To maintain body weight at stable levels, the central nervous system is constantly informed by the peripheral systems about the state of the body's energy reserves. In recent times, the classical idea of a single central regulation of energy balance has changed to a novel point of view that considers the regulation of energy balance as the result of a complex interaction between the brain and the peripheral organs, especially the gastrointestinal tract.  

This approach revolutionized the knowledge on the control of metabolism, allowing the identification of new mechanisms involved in the communication between the stomach, the intestine and the brain as responsible for the maintenance of body weight within healthy limits, mechanisms that could be found to be affected in pathological processes such as obesity. Recently, scientific efforts in this field have been directed towards deciphering these mechanisms and their components in order to be able to restore those affected in pathological conditions.  

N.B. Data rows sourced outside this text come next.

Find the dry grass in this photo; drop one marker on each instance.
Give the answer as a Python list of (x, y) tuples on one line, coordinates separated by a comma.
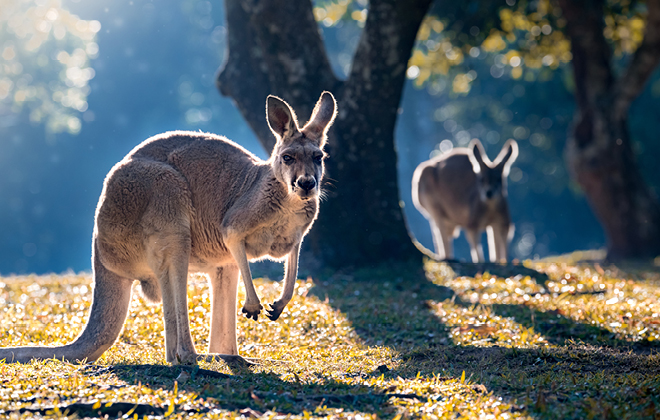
[(386, 343)]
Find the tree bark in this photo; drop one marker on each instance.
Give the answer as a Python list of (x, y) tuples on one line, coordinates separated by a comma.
[(599, 151), (276, 47)]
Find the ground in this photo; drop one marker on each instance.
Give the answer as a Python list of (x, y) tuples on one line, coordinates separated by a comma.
[(395, 342)]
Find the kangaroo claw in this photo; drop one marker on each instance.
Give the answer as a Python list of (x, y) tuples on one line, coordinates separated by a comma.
[(274, 312), (254, 314)]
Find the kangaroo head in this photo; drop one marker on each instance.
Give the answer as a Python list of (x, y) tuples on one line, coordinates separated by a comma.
[(491, 176), (297, 158)]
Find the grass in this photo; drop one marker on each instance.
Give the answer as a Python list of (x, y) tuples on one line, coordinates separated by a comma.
[(394, 342)]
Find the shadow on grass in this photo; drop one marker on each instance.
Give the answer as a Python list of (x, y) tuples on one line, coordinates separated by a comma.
[(588, 369), (252, 393)]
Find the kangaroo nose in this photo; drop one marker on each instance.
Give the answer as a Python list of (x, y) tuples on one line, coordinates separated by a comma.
[(306, 184)]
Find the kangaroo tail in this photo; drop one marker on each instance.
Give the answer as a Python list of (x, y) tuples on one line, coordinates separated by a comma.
[(112, 296)]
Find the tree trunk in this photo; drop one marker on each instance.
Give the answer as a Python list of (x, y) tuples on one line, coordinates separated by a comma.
[(275, 47), (599, 151)]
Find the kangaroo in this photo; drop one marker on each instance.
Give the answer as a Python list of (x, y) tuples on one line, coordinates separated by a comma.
[(185, 202), (463, 188)]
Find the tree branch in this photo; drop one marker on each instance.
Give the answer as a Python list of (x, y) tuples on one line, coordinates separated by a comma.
[(644, 62)]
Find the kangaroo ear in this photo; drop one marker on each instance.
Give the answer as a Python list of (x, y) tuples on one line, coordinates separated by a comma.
[(322, 118), (281, 118), (507, 156), (477, 155)]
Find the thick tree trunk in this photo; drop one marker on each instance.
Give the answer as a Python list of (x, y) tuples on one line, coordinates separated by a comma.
[(599, 151), (275, 47)]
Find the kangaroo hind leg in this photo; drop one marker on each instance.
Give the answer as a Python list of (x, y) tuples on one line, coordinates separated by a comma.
[(168, 258), (476, 250), (224, 285), (112, 295), (222, 338)]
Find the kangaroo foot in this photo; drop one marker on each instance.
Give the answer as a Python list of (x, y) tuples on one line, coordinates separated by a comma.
[(230, 359), (275, 310), (252, 310), (184, 359)]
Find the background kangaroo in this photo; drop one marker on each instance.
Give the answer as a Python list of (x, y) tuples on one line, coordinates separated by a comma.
[(463, 188), (185, 201)]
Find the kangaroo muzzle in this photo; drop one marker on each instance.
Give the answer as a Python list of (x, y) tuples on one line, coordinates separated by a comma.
[(306, 183)]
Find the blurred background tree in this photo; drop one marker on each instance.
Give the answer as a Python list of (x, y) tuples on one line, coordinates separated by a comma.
[(613, 48), (362, 221), (154, 71)]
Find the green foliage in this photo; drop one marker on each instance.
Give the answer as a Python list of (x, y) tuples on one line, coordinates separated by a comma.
[(375, 344), (46, 54)]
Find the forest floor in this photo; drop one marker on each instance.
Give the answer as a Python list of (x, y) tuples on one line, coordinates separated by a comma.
[(387, 343)]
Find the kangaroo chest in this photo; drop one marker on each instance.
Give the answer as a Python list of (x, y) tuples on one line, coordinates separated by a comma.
[(276, 237)]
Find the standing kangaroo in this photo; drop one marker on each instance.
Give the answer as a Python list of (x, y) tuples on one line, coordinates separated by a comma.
[(191, 202), (463, 188)]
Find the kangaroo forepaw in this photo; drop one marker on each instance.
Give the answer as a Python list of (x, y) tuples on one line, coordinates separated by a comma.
[(275, 310), (252, 311)]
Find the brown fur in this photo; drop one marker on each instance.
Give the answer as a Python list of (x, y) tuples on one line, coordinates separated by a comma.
[(464, 189), (193, 202)]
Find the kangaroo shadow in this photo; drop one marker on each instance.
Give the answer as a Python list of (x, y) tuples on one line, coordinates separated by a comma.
[(387, 306), (251, 393)]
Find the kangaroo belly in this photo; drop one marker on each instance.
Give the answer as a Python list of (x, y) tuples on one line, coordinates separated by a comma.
[(276, 241)]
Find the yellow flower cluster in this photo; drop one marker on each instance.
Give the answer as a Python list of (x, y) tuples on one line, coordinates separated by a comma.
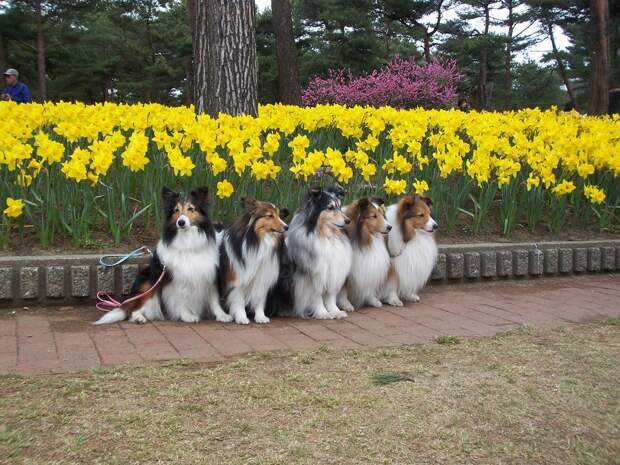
[(375, 147)]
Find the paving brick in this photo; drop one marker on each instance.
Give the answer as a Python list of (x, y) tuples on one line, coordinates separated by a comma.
[(536, 262), (566, 260), (608, 258), (580, 259), (551, 261), (6, 283), (488, 264), (456, 263), (520, 262), (472, 265), (29, 282), (594, 259), (55, 281), (439, 270), (80, 281), (128, 276), (504, 263)]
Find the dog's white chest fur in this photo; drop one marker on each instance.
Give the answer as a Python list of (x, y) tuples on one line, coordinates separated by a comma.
[(333, 262), (413, 260), (369, 270), (191, 259)]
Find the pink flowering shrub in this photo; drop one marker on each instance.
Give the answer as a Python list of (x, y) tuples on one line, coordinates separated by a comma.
[(402, 83)]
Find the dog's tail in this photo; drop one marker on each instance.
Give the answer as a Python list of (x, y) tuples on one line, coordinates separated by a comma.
[(113, 316)]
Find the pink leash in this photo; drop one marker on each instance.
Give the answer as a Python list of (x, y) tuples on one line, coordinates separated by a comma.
[(106, 303)]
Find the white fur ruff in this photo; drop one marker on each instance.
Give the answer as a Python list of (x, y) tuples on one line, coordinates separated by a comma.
[(326, 263), (413, 260)]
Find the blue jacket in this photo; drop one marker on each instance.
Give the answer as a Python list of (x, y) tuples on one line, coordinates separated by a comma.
[(19, 92)]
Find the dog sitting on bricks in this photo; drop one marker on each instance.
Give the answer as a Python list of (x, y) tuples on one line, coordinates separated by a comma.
[(188, 250), (412, 248), (250, 254)]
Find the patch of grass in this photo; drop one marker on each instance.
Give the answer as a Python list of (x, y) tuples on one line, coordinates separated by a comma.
[(551, 399), (447, 340), (381, 379)]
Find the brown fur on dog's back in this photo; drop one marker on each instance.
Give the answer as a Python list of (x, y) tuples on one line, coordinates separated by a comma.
[(413, 212)]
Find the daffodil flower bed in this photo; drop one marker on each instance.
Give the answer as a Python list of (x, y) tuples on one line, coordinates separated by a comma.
[(67, 167)]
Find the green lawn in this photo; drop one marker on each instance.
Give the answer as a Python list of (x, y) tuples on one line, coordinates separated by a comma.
[(525, 397)]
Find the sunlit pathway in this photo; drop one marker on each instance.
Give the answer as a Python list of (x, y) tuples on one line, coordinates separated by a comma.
[(62, 340)]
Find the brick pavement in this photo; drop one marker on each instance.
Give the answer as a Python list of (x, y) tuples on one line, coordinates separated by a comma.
[(62, 340)]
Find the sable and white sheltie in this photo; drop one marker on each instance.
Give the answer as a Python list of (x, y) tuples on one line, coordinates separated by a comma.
[(318, 254), (412, 248), (189, 251), (370, 258), (250, 259)]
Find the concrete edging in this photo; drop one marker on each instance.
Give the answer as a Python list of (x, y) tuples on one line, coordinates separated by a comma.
[(75, 279)]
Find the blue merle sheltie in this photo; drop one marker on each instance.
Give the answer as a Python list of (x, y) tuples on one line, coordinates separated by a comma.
[(189, 252), (250, 254), (317, 255)]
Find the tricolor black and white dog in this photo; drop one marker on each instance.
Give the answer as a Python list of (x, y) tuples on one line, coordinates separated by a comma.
[(318, 254), (250, 255), (189, 251)]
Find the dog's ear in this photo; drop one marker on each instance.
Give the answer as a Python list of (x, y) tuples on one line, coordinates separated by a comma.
[(315, 192), (168, 196), (427, 201), (200, 195), (248, 204)]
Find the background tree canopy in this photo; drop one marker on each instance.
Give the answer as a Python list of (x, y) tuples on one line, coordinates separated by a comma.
[(130, 51)]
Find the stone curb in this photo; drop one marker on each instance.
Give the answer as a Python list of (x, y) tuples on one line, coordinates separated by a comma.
[(75, 279)]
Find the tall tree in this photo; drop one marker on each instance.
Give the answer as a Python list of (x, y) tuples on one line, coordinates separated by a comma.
[(599, 80), (225, 57), (289, 89)]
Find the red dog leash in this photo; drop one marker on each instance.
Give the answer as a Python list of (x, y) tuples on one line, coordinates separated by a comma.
[(106, 303)]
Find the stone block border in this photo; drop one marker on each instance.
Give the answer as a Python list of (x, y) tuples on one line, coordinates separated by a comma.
[(75, 279)]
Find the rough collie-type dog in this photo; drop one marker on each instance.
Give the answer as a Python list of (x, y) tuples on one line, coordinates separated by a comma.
[(189, 251), (370, 258), (318, 254), (250, 259), (412, 248)]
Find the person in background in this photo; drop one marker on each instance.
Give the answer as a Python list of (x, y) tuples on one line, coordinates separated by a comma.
[(463, 105), (15, 91)]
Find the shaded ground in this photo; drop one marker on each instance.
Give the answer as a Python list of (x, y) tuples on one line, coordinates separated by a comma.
[(527, 396)]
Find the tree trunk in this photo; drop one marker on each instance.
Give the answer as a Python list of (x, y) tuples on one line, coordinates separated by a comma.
[(599, 79), (484, 58), (508, 59), (289, 90), (560, 63), (42, 86), (225, 57), (189, 66)]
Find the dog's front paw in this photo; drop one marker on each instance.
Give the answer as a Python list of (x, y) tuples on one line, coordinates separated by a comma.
[(395, 302), (261, 319), (224, 318), (242, 320), (138, 318)]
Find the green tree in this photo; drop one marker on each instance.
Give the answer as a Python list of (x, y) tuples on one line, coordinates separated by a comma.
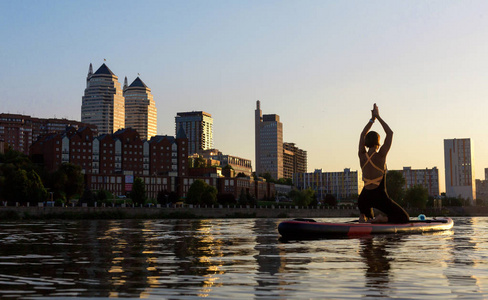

In this context, the work published in Nature, based on previous knowledge about the gut-brain relationship, lays the foundations of knowledge about the control of a key aspect in the development of obesity, such as the preference towards the consumption of fatty foods.  

The authors describe how fat itself, when ingested and coming into contact with the gut, and through a specific communication pathway, interacts with the brain to induce a preference for fatty foods. Using advanced experimental strategies, they have determined that the preference for fat intake is not developed by sensory stimuli when ingesting this type of food, but in a post-fat intake manner.  

The authors have succeeded in reversing fat preference by using sophisticated transgenic models, which opens new avenues for possible future therapies in this regard.  

In today's society, with a very high incidence of obesity and a diet abundant in high-calorie foods, understanding the mechanisms by which a preference for this type of food develops is key to finding effective therapies to reverse this preference. 

The published work, in addition to describing the neuronal pathway involved in the regulation of fatty food preference, identifies a signal released by the intestine as a mediator of this communication, cholecystokinin. In view of the wide spectrum of signals discovered in recent years, the work opens up new lines of research in the field, since future investigations could be aimed at determining which of these signals, in addition to the one described in the work, could be involved in this communication mechanism. 

Although the data shown are of great relevance, the work has been carried out entirely in research animals. It will be necessary to transfer these data to humans and to find the necessary tools to intervene on the described pathways responsible for the preference towards the intake of high-fat foods.